Como ya se dijo, los ensayos que forman parte del libro Les formes de l’expérience coinciden en privilegiar el papel de los individuos, sus acciones y estrategias por encima de las estructuras. Se trata de una reacción contra aquellas explicaciones que prescinden de los sujetos, y todo lo reducen a las fuerzas impersonales, expresadas ya sea en las condiciones materiales o institucionales o que se limitan a los análisis puramente discursivos. En este sentido, se puede decir que la microhistoria reivindica el acontecimiento en contra de tendencias posmodernistas. Así lo expresa Giovanni Levi: la investigación histórica no es una actividad puramente retórica o estética y una contribución específica de esta escuela a la historia radica precisamente en rechazar el relativismo, el irracionalismo, y la reducción de la obra del historiador a una actividad puramente retórica que interpreta textos y no hechos en sí mismo (25). Tampoco se trata de desconocer la presencia de condiciones materiales que los individuos no siempre controlan por sí mismos. Federico Engels en el siglo pasado había interpretado la relación agente fuerzas sociales en los siguientes términos: son los mismos hombres los que hacen la historia, aunque dentro de un medio dado que los condiciona, y a base de las relaciones efectivas con que se encuentra (26). A este propósito de la relación entre estructura y acción conviene, por su utilidad, tener en cuenta lo planteado por Christopher Lloyd. Tras un examen de las distintas metodologías de la historia social, este historiador recomienda acoger lo que se denomina la metodología estructurista relacional. Comparten los principios de esta tendencia historiadores de Annales, algunos sociólogos e historiadores marxistas, algunos weberianos y la sociología figuracional de Norbert Elias. Los principios metodológicos del estructurismo, término este acuñado por Anthony Giddens, los resume Lloyd así:

  • Se otorga un lugar central al agente humano quien posee poder social estructurante.

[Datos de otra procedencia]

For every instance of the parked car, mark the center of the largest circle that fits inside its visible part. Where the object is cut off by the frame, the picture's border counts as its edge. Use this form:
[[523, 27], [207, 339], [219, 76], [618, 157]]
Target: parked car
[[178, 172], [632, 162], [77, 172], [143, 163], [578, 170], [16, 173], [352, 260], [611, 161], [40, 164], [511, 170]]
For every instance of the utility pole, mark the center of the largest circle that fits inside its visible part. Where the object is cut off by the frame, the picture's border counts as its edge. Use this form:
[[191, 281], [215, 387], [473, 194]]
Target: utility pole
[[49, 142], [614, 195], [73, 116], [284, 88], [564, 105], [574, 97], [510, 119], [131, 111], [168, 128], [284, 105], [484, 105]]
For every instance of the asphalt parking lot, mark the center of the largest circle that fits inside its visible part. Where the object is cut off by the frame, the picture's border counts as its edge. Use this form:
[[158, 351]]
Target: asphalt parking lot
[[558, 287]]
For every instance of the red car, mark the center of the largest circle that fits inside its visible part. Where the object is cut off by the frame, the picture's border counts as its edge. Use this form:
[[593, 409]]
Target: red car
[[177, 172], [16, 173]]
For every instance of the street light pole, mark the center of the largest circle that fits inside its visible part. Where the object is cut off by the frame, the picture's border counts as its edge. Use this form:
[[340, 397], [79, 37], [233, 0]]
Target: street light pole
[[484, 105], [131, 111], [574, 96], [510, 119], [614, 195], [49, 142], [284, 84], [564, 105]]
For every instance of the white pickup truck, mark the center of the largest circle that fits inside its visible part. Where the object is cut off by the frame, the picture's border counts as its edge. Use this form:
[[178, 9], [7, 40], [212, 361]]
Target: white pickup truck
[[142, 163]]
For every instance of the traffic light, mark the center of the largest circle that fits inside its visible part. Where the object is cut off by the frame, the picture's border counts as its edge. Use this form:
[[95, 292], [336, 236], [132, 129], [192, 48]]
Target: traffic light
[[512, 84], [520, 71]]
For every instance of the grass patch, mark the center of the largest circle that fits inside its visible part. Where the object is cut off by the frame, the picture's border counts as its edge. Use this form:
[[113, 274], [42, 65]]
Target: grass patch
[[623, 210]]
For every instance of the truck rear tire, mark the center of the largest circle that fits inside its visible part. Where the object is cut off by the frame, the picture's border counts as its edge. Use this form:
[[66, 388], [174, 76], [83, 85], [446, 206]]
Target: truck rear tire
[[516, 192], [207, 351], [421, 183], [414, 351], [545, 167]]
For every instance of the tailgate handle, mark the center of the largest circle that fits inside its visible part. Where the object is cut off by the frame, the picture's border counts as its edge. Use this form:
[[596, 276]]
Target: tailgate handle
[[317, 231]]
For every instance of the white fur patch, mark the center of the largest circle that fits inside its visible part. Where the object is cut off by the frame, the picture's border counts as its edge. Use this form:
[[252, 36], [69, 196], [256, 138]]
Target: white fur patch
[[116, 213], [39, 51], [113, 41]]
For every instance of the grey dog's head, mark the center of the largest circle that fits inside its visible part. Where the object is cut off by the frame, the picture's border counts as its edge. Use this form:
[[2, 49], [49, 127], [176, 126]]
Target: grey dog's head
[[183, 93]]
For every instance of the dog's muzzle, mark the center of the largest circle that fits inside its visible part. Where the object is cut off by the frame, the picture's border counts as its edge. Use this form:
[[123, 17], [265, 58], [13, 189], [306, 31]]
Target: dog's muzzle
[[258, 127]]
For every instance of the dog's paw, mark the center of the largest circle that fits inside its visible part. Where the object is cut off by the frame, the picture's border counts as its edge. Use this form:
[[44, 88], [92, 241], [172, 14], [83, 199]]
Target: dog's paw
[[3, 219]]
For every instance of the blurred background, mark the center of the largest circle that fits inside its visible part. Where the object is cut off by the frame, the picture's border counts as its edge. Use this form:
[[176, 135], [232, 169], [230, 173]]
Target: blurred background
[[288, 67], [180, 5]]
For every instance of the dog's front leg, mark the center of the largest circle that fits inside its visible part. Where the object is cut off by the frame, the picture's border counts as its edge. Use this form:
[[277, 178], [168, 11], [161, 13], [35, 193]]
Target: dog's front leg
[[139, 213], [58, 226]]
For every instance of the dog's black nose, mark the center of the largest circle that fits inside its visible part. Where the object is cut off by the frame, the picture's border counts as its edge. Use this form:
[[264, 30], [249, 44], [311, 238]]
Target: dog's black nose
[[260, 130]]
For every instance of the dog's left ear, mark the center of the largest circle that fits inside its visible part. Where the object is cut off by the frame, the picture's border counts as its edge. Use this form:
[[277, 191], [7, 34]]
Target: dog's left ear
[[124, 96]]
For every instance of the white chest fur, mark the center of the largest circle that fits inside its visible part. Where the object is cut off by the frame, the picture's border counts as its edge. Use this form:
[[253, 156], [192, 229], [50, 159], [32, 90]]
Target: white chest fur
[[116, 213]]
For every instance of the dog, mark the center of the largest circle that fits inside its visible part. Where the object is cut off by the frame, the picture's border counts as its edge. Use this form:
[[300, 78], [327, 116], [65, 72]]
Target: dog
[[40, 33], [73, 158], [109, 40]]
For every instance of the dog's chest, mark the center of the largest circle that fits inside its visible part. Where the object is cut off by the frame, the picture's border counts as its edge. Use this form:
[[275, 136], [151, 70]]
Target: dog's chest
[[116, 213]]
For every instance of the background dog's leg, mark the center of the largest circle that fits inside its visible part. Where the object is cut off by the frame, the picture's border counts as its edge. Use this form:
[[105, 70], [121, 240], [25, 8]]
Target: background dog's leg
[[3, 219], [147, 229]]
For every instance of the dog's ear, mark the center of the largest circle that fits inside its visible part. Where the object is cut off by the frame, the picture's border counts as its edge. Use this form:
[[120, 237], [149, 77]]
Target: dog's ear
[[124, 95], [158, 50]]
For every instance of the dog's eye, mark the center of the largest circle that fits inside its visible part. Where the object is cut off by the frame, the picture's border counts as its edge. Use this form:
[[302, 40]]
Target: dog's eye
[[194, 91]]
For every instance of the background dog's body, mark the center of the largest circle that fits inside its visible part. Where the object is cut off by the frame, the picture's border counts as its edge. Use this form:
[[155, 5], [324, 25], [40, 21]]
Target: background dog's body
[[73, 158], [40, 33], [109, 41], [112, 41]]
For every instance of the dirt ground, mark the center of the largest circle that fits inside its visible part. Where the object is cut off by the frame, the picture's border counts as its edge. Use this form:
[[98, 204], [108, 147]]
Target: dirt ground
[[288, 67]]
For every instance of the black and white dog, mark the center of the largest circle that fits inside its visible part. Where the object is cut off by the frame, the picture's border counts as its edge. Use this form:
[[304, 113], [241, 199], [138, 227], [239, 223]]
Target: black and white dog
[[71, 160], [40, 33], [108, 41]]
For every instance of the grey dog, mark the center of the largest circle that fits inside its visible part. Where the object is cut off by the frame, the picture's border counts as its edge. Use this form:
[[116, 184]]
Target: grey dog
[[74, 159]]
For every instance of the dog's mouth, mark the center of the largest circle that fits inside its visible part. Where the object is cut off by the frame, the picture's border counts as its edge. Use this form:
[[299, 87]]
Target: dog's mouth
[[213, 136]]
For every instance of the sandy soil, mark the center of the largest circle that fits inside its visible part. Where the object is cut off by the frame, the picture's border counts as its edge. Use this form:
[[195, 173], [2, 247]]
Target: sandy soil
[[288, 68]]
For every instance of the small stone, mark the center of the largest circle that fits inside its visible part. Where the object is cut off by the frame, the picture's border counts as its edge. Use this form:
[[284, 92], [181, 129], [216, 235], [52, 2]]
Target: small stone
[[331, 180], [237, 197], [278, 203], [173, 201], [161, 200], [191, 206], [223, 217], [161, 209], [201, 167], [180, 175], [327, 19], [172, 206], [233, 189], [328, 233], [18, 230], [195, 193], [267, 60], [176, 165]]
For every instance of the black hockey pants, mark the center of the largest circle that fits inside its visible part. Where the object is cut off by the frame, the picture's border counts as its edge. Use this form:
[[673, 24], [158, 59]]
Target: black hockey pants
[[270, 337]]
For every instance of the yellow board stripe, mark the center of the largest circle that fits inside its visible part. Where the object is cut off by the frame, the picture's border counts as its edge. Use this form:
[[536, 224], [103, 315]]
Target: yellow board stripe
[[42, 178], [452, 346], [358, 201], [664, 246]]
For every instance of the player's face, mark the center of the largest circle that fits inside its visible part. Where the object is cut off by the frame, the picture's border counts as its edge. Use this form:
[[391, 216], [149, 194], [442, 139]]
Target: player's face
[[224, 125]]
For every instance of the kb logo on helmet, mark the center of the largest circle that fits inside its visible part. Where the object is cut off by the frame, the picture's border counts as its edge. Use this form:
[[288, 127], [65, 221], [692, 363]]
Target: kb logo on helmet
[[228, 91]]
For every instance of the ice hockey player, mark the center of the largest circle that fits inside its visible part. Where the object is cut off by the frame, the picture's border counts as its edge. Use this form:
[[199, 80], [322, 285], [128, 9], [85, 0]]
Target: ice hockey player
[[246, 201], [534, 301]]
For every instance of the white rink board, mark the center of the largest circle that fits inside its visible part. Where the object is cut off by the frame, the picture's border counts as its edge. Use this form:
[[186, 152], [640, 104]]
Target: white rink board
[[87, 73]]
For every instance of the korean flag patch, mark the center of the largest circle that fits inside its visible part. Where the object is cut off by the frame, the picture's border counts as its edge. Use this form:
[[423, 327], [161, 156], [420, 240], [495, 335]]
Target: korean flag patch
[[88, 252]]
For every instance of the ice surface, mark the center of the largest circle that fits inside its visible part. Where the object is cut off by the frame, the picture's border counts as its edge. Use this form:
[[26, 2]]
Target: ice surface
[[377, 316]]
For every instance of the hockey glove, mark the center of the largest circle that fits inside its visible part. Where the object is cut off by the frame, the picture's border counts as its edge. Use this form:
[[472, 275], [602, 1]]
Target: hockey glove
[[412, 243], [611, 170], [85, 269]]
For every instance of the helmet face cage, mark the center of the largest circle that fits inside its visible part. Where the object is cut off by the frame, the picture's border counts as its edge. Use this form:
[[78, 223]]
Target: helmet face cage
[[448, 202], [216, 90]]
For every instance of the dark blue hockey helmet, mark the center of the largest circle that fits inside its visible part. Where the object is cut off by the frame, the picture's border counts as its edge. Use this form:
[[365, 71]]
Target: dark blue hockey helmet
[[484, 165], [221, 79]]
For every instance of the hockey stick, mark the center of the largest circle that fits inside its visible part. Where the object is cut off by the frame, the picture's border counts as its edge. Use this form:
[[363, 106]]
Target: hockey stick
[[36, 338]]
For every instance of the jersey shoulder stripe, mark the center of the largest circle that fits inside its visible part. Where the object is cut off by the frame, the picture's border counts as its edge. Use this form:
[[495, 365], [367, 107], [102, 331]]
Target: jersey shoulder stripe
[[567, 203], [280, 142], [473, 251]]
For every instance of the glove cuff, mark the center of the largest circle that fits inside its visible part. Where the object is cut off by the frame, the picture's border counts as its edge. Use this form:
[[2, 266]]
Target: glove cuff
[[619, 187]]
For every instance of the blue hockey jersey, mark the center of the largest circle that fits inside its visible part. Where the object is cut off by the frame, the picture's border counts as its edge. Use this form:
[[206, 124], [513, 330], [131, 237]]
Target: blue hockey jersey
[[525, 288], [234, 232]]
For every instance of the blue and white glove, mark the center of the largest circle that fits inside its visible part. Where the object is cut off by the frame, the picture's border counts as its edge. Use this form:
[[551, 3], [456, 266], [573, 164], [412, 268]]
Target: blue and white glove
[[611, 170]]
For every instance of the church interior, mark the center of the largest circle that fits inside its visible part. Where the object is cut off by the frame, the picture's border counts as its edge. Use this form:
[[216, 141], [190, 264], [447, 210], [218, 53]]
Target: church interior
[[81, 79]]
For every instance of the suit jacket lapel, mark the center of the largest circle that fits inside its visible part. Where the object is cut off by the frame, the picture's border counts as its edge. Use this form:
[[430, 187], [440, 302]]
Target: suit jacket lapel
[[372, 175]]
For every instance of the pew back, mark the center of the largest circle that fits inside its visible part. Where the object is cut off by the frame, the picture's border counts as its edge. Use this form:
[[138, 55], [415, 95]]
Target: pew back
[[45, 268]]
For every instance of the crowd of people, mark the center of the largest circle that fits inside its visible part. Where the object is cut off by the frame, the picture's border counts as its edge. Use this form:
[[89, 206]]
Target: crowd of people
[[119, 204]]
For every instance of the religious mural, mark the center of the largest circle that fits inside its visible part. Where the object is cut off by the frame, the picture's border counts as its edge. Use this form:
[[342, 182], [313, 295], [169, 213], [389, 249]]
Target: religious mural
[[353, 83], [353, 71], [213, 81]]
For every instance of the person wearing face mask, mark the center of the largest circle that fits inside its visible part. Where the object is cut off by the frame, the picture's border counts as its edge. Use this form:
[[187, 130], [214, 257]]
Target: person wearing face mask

  • Ni el agente humano, ni la sociedad tienen primacía. Cada una se forma por medio de prácticas constantes.
  • Las instituciones son prácticas sociales estructuradas que tienen una amplia extensión temporal y espacial. La estructura entendida como relaciones institucionalizadas es el resultado de prácticas sociales que ella organiza.
  • La conducta social y la estructura social son fundamentalmente temporales y localizadas en un espacio determinado.
  • Las fuerzas del cambio social se deben buscar en las interrelaciones causales entre acción, conciencia, instituciones y estructuras.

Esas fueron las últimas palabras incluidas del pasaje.